Ao mesmo tempo, as tensões entre a China e os Estados Unidos estimularam Washington a responder a anos de apoio industrial forte de Pequim, fornecendo enormes incentivos para veículos elétricos, semicondutores e outros itens considerados essenciais para a segurança nacional.
Os ataques de drones e mísseis no Mar Vermelho pela milícia Houthi, apoiada pelo Irã, são mais um sinal de crescente fragmentação.
Nos últimos dois meses, Iêmen, Hamas, Azerbaijão e Venezuela vêm buscando mudar o status quo, disse Courtney Rickert McCaffrey, analista geopolítico da EY-Parthenon e autora do relatório recente.

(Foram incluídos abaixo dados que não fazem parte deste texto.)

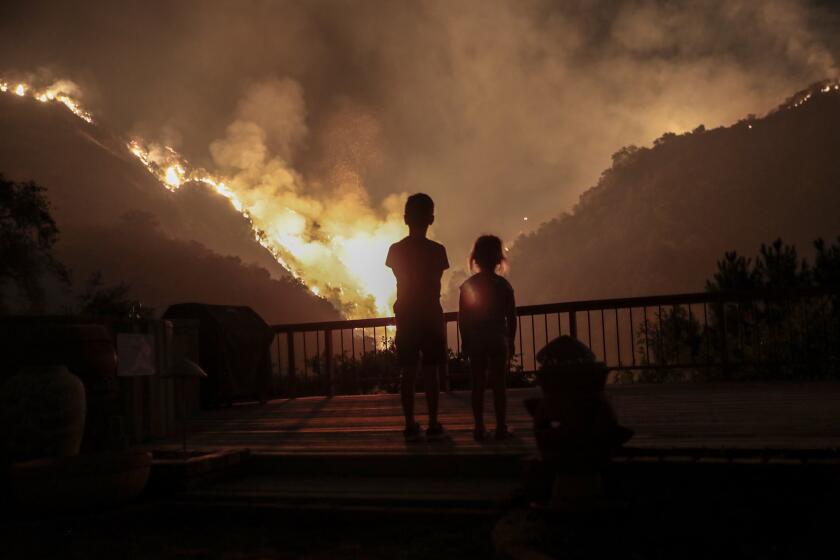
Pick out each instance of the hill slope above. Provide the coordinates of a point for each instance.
(117, 218)
(660, 217)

“Mesmo que esses conflitos sejam menores, eles ainda podem afetar as cadeias de suprimentos globais de maneiras inesperadas”, disse ela. “O poder geopolítico está se tornando mais disperso”, e isso aumenta a volatilidade.
Os ataques Houthi a embarcações de todo o mundo no estreito de Bab-el-Mandeb — chamado Portão do Luto — no extremo sul do Mar Vermelho aumentaram as taxas de frete e seguro e os preços do petróleo, enquanto desviaram o tráfego marítimo para uma rota muito mais longa e cara ao redor da África.

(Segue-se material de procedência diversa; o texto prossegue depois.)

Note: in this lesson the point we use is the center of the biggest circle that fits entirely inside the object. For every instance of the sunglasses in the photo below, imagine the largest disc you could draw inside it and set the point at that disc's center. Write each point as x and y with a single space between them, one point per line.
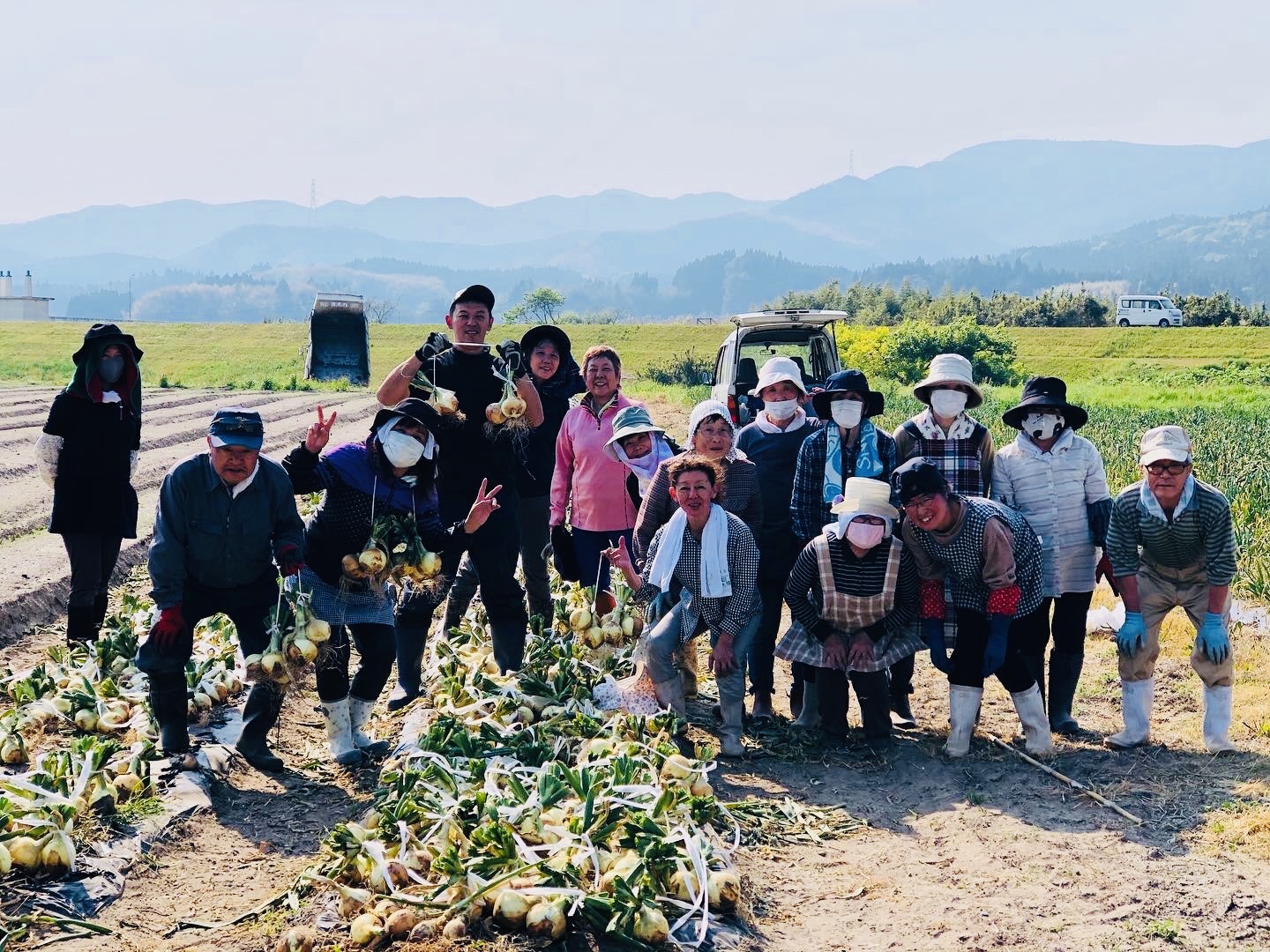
1171 469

Na semana passada, os Estados Unidos disseram que expandiriam uma coalizão militar para garantir a segurança dos navios que passam por esse caminho comercial, pelo qual 12% do comércio global é enviado. É o maior redirecionamento do comércio mundial desde a invasão da Ucrânia pela Rússia em fevereiro de 2022.
Claus Vistesen, economista-chefe da zona do euro da Pantheon Macroeconomics, disse que o impacto dos ataques até agora foi limitado. “Do ponto de vista econômico, não estamos vendo um enorme aumento nos preços do petróleo e do gás”, disse Vistesen, embora tenha reconhecido que os ataques do Mar Vermelho foram o “ponto de inflamação mais óbvio a curto prazo”.

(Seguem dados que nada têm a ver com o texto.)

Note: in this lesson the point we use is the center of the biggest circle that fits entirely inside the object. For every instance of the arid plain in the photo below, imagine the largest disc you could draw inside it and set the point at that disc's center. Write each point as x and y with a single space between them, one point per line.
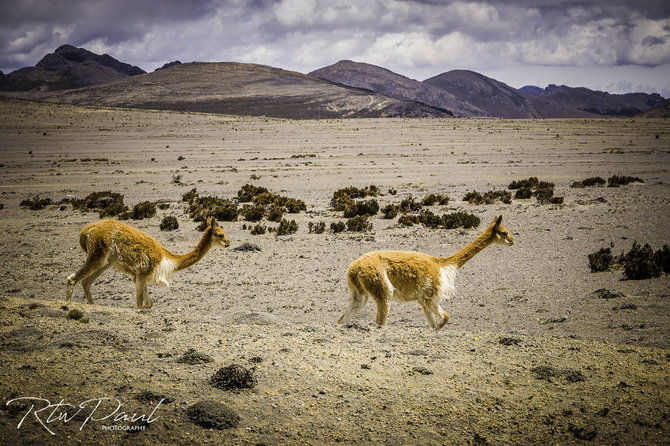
530 355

A incerteza, porém, tem um efeito de amortecimento na economia. As empresas tendem a adotar uma atitude de esperar para ver quando se trata de investimento, expansões e contratações.
“A volatilidade contínua nas relações geopolíticas e geoeconômicas entre as principais economias é a maior preocupação dos diretores de risco nos setores público e privado”, disse uma pesquisa do meio do ano do Fórum Econômico Mundial. Com conflitos militares persistentes, crescentes ataques de clima extremo e uma série de grandes eleições pela frente, é provável que 2024 traga mais do mesmo.